Yucca pledge turns mushy
December 14, 2007 - 10:00 pm
WASHINGTON -- Amid the uncertainties surrounding Yucca Mountain, officials at the Department of Energy steadfastly have clung to a vow that they will be ready by June 30, 2008, to apply for a license for the long-stalled nuclear waste site.
That's no ifs, ands or buts," project director Ward Sproat told a nuclear industry conference on Jan. 17 this year. "We have a firm stick in the sand about when this thing is going to go in."
But on Thursday, Sproat delivered a different message.
The promise now comes with a "big asterisk," Sproat told members of the Nuclear and Radiation Studies Board, an arm of the National Academies of Science.
Budget cuts being debated in Congress could prompt DOE to revise its goals, he said. Depending on how much money lawmakers devote to Yucca, the schedule could be pushed back months or longer.
Until the budget is resolved, Sproat said, "I will not be able to answer the question with certainty whether I will be able to get a license application in by June 30, or whether I will be able to get a licensing application in by 2008."
Other timelines for the program, which envisions burying 77,000 tons of high-level nuclear waste 100 miles northwest of Las Vegas, also are being reconsidered, he said. Though DOE has said its best-case scenario has a repository open by 2017, many experts think a more realistic date could be 2025 or later.
DOE officials long have tied the fate of the planned Nevada repository to their ability to score money from Congress to build a $57 billion dollar complex. But Thursday marked the first time a DOE official publicly raised the idea of backing away from the one date the department had advertised with confidence.
The comments suggest that project opponent Sen. Harry Reid, D-Nev., is causing pain by wielding a budget sword to attack the project.
Reid, the Senate majority leader, reportedly is seeking to cut the Yucca budget to below $400 million, much less than the $494.5 million that President Bush requested at the start of the year to keep it on schedule.
Talks continued Thursday on a massive year-end spending bill that would contain funding for the energy project and thousands of others throughout the government.
One Yucca Mountain critic said he did not believe Sproat.
Bob Loux, director of the Nevada Agency for Nuclear Projects, said the DOE official was delivering a Chicken Little-style distress call as a move to marshal allies in Congress.
"I don't buy it," Loux said. "I think that is a lot of hype. He is trying to drive a lot of guys on Capitol Hill to make sure his cuts are not that deep."
Loux said he thought the agency would be able to meet the June deadline "even if their budget was $250 million."
The Energy Department announced its new schedule in July 2006. Explaining it to a House committee that month, Sproat said the licensing date was a near-certainty. He said June 30, 2008, falls on a Monday, "and I do not plan on working that weekend."

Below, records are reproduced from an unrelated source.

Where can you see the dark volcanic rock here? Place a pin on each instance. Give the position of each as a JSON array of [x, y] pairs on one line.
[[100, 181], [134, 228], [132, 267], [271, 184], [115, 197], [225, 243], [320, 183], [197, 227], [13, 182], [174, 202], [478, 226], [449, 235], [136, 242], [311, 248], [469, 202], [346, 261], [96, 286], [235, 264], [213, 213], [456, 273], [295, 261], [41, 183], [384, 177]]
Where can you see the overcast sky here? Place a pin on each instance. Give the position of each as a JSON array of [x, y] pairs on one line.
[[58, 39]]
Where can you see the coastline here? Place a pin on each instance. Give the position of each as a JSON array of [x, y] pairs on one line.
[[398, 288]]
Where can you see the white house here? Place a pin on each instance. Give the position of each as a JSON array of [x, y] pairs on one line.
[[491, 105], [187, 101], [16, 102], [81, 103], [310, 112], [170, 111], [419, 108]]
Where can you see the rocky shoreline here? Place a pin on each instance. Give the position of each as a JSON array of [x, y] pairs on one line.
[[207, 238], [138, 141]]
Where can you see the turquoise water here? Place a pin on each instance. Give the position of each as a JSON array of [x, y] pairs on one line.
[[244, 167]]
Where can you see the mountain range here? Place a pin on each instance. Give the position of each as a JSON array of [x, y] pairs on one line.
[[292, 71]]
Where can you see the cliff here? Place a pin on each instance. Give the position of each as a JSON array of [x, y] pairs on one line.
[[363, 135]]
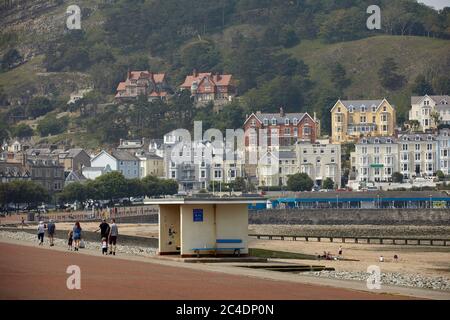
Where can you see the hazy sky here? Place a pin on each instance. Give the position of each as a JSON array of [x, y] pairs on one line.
[[437, 4]]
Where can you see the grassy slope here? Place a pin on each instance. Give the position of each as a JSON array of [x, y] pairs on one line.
[[363, 58]]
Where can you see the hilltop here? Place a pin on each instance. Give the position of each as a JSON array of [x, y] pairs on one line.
[[281, 53]]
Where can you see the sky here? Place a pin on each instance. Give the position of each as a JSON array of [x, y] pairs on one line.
[[437, 4]]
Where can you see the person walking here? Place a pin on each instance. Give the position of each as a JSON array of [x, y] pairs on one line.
[[51, 232], [104, 229], [77, 235], [41, 232], [70, 240], [113, 233]]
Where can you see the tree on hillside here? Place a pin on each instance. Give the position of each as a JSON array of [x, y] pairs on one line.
[[442, 85], [38, 106], [22, 131], [388, 75], [10, 58], [200, 55], [421, 86], [52, 126], [300, 182], [339, 77]]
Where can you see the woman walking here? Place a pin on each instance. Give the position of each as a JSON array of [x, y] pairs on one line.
[[41, 232], [77, 235]]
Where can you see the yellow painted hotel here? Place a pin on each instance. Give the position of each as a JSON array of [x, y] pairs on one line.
[[353, 119]]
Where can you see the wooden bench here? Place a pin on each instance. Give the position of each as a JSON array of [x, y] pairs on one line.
[[221, 241]]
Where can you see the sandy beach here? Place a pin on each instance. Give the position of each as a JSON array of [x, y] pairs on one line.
[[423, 260]]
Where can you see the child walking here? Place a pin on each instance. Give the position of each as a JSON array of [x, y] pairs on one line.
[[70, 240], [104, 246]]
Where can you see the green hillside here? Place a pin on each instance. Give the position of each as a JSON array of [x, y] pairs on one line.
[[362, 59], [280, 52]]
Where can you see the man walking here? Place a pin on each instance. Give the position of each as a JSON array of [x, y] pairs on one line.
[[51, 231], [104, 229], [113, 233]]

The message of certainty was designed to comfort lawmakers and nuclear industry executives who had grown tired of the agency missing deadlines. A government repository was supposed to have opened a decade ago, and subsequent goals have been shelved because of legal, technical and management problems.
In January, DOE official Christopher Kouts hinted at an industry conference that the latest repository effort could be the last if the department failed to meet its application deadline.

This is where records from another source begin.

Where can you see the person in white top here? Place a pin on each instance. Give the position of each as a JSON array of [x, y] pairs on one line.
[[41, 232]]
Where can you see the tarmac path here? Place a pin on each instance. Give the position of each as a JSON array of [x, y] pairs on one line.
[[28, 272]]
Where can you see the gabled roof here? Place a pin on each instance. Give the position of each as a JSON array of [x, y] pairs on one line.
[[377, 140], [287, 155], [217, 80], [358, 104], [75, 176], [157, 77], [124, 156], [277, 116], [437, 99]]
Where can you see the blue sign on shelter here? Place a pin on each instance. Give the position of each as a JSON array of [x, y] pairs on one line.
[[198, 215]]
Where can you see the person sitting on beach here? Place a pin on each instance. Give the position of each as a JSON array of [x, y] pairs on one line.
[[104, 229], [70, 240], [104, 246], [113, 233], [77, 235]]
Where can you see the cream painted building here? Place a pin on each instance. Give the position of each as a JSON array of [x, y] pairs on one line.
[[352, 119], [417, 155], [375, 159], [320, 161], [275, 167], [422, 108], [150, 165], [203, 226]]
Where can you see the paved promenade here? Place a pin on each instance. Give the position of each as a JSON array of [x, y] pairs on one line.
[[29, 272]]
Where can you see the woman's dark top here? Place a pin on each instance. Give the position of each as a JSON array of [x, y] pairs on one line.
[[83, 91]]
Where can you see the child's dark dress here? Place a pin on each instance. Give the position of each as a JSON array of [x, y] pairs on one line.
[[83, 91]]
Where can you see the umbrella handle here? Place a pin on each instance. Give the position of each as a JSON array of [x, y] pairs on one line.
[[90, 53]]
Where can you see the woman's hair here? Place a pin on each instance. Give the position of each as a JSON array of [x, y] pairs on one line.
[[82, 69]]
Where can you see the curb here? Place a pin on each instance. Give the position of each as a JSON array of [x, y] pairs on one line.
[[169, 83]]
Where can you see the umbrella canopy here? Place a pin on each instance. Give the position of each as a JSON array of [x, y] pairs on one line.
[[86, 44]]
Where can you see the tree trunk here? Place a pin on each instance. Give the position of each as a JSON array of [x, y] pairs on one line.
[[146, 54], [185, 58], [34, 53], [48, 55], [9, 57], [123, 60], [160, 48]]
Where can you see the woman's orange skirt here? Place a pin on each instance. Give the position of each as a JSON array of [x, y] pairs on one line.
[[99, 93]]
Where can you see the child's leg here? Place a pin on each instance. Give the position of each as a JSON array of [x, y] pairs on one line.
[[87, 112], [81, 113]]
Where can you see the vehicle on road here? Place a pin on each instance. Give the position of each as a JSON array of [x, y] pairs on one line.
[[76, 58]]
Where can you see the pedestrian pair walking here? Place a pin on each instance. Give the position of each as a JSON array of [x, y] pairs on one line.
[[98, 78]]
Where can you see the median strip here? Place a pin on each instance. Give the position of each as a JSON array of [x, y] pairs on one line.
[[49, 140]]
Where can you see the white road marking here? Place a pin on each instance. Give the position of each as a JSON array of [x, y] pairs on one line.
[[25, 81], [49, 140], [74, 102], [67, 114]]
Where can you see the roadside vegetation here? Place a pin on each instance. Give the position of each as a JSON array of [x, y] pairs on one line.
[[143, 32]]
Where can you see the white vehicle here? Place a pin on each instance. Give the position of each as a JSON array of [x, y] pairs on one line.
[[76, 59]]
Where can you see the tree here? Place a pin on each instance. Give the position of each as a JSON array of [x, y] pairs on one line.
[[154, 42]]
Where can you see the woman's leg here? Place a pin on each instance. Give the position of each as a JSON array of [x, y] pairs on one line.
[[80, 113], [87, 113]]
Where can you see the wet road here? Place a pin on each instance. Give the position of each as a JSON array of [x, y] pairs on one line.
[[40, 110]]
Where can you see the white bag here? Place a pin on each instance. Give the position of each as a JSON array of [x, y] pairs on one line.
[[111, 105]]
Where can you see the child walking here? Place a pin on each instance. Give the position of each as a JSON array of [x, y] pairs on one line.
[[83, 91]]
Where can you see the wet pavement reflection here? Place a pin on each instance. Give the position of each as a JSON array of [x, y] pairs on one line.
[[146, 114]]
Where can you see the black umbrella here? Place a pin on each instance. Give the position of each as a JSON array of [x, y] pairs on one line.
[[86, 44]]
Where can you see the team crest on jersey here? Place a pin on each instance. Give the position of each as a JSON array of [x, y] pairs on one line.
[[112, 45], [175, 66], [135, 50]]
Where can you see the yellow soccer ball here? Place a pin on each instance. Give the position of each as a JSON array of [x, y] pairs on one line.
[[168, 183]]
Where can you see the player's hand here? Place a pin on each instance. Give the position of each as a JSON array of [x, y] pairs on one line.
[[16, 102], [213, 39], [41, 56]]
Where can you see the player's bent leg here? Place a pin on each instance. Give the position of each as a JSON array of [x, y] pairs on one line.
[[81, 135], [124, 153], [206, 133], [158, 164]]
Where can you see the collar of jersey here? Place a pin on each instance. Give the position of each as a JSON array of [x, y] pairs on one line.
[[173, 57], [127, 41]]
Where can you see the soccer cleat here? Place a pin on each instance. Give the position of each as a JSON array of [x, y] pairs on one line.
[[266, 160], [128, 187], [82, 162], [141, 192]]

"We need to deliver by 2008, or else there will be a substantial restructuring of the program and perhaps a new direction. My sense is that we will deliver," said Kouts, who since has become the No. 2 manager for Yucca Mountain, behind Sproat.
"I just think that everybody knows we need to deliver this time, and that is what we are driving very hard to do," Kouts told reporters after his speech.

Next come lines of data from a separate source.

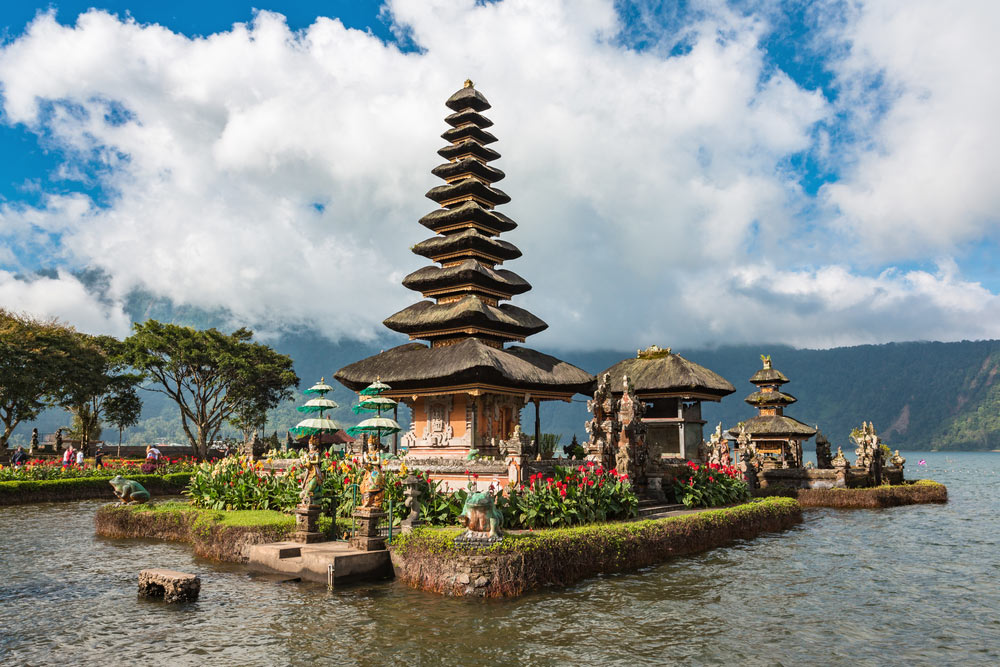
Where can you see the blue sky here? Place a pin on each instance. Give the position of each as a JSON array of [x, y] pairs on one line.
[[815, 173]]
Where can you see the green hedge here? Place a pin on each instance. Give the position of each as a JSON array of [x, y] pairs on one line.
[[428, 558], [79, 488], [908, 493], [225, 535]]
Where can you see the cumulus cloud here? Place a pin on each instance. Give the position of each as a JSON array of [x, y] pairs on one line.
[[279, 175]]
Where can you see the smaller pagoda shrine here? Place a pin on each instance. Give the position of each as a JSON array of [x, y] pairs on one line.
[[672, 389], [776, 437], [467, 384]]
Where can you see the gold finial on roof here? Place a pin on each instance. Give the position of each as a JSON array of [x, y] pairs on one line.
[[652, 352]]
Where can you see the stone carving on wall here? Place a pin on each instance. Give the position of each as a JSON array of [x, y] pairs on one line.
[[748, 459], [601, 427], [823, 457], [631, 454], [718, 448]]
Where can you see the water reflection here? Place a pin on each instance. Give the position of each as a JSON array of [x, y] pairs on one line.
[[898, 586]]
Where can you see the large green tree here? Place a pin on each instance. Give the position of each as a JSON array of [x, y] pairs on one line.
[[102, 374], [122, 410], [210, 375], [41, 363]]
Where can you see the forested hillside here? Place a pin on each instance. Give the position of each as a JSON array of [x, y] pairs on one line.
[[920, 395]]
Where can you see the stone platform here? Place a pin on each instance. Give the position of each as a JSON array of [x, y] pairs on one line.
[[311, 561]]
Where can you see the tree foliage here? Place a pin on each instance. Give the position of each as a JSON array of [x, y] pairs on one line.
[[210, 375]]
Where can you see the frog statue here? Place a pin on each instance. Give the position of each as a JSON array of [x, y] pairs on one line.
[[481, 518], [129, 491]]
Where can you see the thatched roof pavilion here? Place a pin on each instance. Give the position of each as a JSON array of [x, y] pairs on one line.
[[465, 387]]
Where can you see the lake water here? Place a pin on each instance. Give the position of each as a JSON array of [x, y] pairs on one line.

Charles Pray, an nuclear adviser to the governor of Maine, said the Energy Department might be able to shift funding from other projects or find other ways internally to boost the Yucca repository if Congress cuts the budget.
Pray said that officials from states that want nuclear waste removed from reactor sites and relocated to Nevada would tend to blame members of Congress if the Energy Department misses deadlines because of budget cuts.
"It has to rest with them if the department has said this is what we need to meet the deadlines and Congress cuts them by 25-30 percent, and they can't meet those deadlines," Pray said.